“I do not deserve so much from you, sir,” she said softly, and now her eyes were on the ground, and he knew by the sound of her voice that they were full of tears. She spoke softly—jerkily. “I do not deserve so much that is good, though if I were asked what thing on earth I valued most I should say that it was that you should think well of me.”
“How could I think otherwise, Nelly?” he asked. “You gave me your promise of your own free will, not to allow any further longing after the playhouse to take possession of you, and I know that you have kept that promise. You never missed a preaching and you were ever attentive. I do not doubt that the seed sown in your heart will bear good fruit. Then you were thoughtful for my comfort upon more than one occasion and—Why should you not dwell in my thoughts? Why should you not be associated with my hopes? Do you think that there is any tenderer feeling than that which a shepherd has for one of his lambs that he has turned into the path that leads to the fold?”
“I am unworthy, sir, I have forgotten your teaching even before your words had ceased to sound in mine ears. I have not scrupled to deceive. I led on John Bennet to believe that I might relent toward him, when all the time I detested him.”
“Why did you do that?” he asked gravely.
“It was to induce him to come to hear you preach, Mr. Wesley,” she replied. “I thought that it was possible if he heard you preach that he might change his ways as so many others have changed theirs, and so I was led to promise to allow him to walk home with me if he came to the preaching. I felt that I was doing wrong at the time, though it did not seem so bad as it does now.”
“But you did not give him any further promise?”

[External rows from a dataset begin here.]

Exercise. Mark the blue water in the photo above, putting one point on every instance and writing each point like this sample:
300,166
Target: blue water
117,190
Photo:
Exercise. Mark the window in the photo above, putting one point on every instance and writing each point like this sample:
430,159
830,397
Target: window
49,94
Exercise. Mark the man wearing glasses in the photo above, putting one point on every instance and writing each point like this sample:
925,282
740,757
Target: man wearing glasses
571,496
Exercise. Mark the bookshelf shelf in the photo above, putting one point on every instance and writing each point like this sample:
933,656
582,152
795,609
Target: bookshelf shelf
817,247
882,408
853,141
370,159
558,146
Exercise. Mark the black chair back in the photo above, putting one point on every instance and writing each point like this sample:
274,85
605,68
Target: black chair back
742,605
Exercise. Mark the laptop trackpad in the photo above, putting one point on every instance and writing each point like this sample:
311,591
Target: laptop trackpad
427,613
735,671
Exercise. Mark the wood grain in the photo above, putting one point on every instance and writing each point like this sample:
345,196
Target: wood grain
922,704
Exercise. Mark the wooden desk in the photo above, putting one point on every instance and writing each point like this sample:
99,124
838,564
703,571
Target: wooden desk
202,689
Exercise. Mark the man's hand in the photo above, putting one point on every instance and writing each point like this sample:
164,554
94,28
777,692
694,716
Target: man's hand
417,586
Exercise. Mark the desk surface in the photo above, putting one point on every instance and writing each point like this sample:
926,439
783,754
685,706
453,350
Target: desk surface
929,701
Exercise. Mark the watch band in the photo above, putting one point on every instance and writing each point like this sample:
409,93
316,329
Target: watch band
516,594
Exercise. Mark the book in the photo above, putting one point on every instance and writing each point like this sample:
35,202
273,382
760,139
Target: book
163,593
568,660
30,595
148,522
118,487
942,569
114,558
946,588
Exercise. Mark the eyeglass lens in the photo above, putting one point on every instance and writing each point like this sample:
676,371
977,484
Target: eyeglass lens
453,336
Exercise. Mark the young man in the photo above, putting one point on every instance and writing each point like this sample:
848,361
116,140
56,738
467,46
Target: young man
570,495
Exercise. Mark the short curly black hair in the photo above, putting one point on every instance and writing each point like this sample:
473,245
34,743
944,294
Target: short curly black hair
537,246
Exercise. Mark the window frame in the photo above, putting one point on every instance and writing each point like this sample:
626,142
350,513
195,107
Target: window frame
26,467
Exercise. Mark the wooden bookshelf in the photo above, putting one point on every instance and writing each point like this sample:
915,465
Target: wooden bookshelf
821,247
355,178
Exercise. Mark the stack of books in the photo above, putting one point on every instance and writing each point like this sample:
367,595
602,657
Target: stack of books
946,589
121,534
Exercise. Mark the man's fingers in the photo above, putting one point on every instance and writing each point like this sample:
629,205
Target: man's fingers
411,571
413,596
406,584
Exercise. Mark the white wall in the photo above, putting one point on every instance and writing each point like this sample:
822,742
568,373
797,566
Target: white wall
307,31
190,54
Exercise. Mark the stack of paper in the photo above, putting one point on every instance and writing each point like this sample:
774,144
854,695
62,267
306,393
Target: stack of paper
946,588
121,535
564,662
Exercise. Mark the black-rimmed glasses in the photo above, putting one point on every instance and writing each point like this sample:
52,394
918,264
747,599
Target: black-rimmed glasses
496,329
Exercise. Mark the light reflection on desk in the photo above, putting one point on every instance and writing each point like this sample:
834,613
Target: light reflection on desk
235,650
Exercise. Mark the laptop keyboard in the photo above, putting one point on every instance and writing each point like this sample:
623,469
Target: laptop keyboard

“None—none whatsoever. And when I found that he was unaffected by your preaching I refused him even the small favour—he thought it a favour—which I had granted him before. But I knew that I was double-dealing, and indeed I have cried over the thought of it, and when I heard that you were coming back I resolved to confess it all to you.”
“I encountered the man not more than half an hour ago,” said he.
She seemed to be surprised.
“Then he has broken the promise which he made to me,” she cried. “He gave me his word to forsake this neighbourhood for two months, at least, and I believed that he went away.”